US President Barack Obama is resisting hawkish pressure from Republicans to send troops to Iraq. This dangerous right-wing attitude is drawn directly from the previous George W. Bush administration’s tactics of flinging American soldiers at any problem.

Obama has been right to offer a much more considered response to the crisis unfolding as the terrorists of Islamic State of Iraq and Levant (Isil) continue to gain territory against government forces.

The Americans have made some modest military commitments, like increasing US surveillance and intelligence operations, and sending 300 military advisers to Iraq, while also leaving open the possibility of increasing aircraft and drone support. But most importantly, Obama has urged a political shift from Nouri Al Maliki’s government to stop its narrow sectarianism and become more inclusive.

Remarkably, Obama has also said that Iran can play a “constructive role” in Iraq. In making this remark the American president was not indicating that US forces would somehow form links with Iranian troops, but he was making a political point by seeking Iranian support for the Shiite-dominated Iraqi government to become more inclusive in its dealings with its Sunni minority.
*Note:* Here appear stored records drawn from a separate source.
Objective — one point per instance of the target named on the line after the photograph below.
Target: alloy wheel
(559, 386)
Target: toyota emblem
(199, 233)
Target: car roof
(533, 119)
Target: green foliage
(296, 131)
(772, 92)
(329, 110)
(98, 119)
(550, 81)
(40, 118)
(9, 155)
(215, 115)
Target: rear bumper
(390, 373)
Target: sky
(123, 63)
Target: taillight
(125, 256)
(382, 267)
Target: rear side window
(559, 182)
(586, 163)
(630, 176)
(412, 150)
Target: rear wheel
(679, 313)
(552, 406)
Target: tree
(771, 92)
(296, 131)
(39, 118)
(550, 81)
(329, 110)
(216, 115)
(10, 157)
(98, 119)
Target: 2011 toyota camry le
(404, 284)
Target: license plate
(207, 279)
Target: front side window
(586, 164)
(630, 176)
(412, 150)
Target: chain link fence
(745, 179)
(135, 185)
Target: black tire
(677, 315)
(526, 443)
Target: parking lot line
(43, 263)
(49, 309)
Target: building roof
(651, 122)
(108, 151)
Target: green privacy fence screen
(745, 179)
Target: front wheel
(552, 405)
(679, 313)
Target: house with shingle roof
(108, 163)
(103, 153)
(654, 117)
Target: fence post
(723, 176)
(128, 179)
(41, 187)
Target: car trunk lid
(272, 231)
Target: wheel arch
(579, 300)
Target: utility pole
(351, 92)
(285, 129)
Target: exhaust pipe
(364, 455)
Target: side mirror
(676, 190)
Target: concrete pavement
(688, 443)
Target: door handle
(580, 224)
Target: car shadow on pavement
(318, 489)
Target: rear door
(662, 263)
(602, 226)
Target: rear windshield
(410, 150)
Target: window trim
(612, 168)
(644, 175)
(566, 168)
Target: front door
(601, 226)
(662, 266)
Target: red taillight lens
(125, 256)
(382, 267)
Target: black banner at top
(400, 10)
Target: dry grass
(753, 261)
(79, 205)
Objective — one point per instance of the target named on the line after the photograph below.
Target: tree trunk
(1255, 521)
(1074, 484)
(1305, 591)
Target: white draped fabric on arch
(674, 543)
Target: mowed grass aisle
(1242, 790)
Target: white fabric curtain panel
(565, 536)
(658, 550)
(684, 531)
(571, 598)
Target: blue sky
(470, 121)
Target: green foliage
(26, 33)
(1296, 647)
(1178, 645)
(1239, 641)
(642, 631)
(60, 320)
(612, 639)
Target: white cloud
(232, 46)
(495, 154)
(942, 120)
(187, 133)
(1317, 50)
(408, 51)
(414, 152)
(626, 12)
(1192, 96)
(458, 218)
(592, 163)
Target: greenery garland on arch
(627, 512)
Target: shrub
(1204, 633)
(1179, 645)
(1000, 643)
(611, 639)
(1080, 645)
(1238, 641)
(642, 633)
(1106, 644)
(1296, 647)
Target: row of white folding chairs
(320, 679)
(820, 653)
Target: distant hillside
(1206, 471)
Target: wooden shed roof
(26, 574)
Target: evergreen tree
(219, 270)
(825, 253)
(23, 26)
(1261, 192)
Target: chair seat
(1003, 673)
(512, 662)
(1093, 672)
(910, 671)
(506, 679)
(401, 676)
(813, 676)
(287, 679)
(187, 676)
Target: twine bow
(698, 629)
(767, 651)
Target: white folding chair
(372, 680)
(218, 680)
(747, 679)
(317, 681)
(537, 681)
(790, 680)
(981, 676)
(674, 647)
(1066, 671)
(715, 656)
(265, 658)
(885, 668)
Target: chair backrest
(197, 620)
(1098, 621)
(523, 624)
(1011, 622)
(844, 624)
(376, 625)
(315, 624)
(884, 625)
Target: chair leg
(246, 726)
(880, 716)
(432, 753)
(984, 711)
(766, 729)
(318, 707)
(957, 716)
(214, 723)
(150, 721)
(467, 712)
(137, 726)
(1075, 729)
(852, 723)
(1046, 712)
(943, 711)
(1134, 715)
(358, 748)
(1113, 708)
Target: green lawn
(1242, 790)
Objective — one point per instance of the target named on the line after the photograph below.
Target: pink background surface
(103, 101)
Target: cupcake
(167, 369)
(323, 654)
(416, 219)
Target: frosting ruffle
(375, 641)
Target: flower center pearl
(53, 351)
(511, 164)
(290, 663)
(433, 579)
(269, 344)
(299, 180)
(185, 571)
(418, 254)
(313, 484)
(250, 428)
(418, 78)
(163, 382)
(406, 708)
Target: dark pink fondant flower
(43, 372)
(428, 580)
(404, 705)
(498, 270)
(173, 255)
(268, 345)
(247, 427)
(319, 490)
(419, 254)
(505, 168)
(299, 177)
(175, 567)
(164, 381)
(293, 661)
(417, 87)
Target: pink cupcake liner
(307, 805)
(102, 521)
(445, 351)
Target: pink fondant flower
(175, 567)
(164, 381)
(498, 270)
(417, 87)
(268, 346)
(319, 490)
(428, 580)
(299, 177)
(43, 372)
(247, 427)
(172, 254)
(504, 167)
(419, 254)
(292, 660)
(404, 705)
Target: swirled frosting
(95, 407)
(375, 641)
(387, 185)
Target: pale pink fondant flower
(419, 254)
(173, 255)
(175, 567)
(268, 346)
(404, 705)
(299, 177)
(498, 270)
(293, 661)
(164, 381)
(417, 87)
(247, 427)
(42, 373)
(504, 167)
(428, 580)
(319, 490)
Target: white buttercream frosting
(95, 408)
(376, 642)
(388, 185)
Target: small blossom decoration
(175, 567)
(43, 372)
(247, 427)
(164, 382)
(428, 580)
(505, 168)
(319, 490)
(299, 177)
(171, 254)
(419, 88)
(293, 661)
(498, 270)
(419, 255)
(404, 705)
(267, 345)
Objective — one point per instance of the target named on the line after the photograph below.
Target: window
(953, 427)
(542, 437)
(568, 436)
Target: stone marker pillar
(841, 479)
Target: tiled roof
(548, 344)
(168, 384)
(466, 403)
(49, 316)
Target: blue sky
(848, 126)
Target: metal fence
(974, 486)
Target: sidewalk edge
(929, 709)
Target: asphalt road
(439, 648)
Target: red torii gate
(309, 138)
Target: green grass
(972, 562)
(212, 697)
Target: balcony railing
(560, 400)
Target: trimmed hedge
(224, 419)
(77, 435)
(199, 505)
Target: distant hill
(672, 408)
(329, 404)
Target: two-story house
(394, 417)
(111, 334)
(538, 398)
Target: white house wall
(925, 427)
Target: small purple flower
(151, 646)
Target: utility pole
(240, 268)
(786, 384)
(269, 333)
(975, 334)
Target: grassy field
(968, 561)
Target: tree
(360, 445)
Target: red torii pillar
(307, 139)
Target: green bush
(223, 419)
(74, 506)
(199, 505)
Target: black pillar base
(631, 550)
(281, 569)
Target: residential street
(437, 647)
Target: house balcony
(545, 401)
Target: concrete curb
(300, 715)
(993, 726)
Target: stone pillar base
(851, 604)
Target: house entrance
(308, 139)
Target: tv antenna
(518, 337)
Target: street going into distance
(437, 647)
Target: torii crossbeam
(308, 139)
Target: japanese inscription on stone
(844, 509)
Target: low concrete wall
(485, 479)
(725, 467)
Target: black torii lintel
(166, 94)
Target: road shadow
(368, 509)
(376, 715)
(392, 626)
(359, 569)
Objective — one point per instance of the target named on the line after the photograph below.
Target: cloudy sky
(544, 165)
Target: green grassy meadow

In this, Obama is matching what has been said by senior Iraqi Shiite cleric, Ayatollah Ali Al Sistani, and many of Iraq’s friends in the region, including its important GCC neighbours on its southern border. It will be important for the American administration to listen to the experienced advice of its allies in the Gulf as its recognises the regionalisation of the crisis in Iraq.

US Secretary of State John Kerry is due to visit Iraq this week and will be making Obama’s balanced position clear to Al Maliki, who has been bitterly protesting about being betrayed by his allies.

Kerry will need to spell out that US forces cannot rescue the political situation in Iraq, which has to be done by the Iraqis themselves. The deep frustrations of Iraq’s Sunnis have combined with Isil’s internationalist terrorism despite their having nothing in common. It has taken years of government oppression to drive them together.